Exploring attitudes and beliefs

Before performing a suicide risk assessment, it is important that clinicians recognize and understand how their attitudes, beliefs and emotions affect the suicide risk assessment and management process. Reflecting on the questions below can help you work toward reconciling the potential conflict and adversarial position sometimes inherent to suicide risk assessment (Rudd, 2006). Ask yourself each question and then read on to find out what your answers can teach you.

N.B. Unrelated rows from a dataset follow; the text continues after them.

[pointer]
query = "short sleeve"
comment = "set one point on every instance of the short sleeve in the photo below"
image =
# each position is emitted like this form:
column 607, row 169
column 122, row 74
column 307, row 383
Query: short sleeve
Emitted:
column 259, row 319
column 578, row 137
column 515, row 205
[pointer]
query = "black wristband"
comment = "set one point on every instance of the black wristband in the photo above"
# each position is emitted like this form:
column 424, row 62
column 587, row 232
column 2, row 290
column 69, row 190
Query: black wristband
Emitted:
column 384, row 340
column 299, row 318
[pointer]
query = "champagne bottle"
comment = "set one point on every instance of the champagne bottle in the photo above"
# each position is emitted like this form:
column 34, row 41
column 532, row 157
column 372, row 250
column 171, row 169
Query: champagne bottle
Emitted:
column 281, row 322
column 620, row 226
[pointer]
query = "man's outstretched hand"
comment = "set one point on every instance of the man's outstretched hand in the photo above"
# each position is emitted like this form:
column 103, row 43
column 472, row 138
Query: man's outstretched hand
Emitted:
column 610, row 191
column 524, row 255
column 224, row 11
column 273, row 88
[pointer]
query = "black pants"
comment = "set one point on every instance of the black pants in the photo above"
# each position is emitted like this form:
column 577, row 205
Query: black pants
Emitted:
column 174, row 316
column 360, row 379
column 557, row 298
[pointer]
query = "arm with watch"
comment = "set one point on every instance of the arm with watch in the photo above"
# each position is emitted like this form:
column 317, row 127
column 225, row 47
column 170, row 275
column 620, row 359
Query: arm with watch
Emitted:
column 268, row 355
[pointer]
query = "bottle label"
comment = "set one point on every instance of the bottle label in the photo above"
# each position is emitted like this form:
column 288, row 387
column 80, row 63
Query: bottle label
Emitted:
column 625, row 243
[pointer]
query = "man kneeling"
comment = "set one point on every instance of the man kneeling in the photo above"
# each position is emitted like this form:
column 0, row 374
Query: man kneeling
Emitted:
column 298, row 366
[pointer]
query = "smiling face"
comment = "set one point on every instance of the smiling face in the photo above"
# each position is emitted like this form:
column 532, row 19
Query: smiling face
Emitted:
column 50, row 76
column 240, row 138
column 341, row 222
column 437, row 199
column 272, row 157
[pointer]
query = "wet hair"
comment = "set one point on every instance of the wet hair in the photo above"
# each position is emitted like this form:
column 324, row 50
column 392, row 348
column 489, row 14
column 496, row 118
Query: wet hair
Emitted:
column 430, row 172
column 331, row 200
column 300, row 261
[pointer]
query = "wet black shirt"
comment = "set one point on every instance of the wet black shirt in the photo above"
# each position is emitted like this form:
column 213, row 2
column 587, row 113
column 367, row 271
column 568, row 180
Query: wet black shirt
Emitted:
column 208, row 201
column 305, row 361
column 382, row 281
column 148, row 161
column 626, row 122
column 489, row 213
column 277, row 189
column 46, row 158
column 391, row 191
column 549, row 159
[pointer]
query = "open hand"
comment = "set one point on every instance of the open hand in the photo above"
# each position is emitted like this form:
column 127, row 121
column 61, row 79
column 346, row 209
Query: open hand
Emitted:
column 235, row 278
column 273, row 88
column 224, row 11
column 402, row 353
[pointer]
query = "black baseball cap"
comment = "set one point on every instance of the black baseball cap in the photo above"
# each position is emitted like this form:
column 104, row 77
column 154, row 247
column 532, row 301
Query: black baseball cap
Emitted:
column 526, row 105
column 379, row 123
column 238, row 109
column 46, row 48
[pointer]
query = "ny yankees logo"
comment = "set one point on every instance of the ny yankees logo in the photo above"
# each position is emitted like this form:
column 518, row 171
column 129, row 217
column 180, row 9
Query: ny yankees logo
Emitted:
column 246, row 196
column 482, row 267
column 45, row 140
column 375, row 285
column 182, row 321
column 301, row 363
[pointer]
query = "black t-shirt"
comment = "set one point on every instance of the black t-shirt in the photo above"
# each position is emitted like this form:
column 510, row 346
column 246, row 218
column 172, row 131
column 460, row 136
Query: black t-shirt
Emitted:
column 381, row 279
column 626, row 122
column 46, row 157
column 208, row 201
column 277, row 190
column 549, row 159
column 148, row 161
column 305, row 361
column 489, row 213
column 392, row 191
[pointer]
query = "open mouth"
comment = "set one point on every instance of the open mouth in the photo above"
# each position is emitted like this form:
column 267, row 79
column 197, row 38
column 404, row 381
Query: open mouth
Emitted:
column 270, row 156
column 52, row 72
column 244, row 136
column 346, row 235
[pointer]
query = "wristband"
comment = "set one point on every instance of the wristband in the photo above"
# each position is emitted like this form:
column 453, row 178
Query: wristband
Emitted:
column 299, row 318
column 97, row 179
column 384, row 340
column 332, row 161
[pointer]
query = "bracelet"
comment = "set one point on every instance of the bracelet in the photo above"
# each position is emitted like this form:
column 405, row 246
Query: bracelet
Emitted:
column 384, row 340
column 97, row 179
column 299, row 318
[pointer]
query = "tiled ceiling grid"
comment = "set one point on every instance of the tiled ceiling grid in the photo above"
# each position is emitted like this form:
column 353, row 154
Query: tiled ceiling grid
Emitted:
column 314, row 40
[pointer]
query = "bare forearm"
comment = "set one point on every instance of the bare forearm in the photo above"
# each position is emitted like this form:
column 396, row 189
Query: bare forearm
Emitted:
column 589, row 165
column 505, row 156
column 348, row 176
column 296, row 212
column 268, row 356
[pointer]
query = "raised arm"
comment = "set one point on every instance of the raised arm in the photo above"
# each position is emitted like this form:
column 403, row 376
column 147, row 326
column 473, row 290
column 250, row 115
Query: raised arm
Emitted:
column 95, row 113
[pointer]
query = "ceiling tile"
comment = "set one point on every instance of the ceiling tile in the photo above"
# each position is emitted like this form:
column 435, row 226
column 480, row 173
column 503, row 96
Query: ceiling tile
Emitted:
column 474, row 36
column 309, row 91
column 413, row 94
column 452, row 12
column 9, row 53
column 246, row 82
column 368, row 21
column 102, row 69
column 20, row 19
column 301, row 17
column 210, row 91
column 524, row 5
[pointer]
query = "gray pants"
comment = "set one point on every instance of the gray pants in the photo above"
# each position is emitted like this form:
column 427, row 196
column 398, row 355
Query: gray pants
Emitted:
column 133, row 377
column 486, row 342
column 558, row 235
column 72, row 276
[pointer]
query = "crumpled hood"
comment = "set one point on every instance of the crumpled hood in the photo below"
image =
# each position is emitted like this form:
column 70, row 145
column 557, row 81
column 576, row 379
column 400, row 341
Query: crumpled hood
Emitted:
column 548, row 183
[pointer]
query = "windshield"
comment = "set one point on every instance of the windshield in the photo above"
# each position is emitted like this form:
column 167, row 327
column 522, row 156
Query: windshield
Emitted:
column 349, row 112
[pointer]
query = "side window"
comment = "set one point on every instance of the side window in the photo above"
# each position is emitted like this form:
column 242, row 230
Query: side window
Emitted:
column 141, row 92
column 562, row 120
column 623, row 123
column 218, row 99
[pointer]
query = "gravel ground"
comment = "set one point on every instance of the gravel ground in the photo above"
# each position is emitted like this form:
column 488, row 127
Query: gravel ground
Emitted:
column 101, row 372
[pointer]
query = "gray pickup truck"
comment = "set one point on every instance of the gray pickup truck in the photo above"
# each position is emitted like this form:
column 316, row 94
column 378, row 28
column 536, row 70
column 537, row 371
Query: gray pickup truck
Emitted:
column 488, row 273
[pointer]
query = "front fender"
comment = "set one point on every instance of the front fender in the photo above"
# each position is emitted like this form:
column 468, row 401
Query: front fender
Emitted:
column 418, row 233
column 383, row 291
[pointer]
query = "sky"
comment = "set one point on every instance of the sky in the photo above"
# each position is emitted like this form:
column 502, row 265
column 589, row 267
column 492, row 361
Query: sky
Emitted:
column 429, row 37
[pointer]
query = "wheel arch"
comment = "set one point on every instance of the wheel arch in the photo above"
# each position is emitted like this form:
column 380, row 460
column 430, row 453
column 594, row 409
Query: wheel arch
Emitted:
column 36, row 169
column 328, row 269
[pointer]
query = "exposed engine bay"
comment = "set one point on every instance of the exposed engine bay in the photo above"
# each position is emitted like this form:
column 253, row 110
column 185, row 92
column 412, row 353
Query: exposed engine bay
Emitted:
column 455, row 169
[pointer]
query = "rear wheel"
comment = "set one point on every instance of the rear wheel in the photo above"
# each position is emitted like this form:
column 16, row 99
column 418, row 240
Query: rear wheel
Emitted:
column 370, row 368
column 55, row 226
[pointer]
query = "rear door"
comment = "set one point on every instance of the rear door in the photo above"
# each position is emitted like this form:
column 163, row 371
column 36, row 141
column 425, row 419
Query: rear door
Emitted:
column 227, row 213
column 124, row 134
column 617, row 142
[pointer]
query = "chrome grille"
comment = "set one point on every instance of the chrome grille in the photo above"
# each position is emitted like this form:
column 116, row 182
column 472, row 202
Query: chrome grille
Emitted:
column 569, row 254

Why do people die by suicide?

By asking this question, you articulate your personal theory of suicide. You may ask patients questions that reinforce your theory and may neglect other important issues. It is important that your theory of suicidality be grounded in empirical science. If you discover that much of what you ask is driven by anecdotal evidence, it may be a sign that personal beliefs are playing a prominent role in your suicide risk assessment.

Is it ever acceptable to die by suicide?

Regardless of your personal opinion, it is crucial that you identify and explore it. Clinicians must be able to separate personal belief from professional obligation.

Can suicide be prevented?

This question hints at your hopefulness, something that is often evident to patients. This question also helps to identify your sense of responsibility in terms of intervention and management of suicide risk.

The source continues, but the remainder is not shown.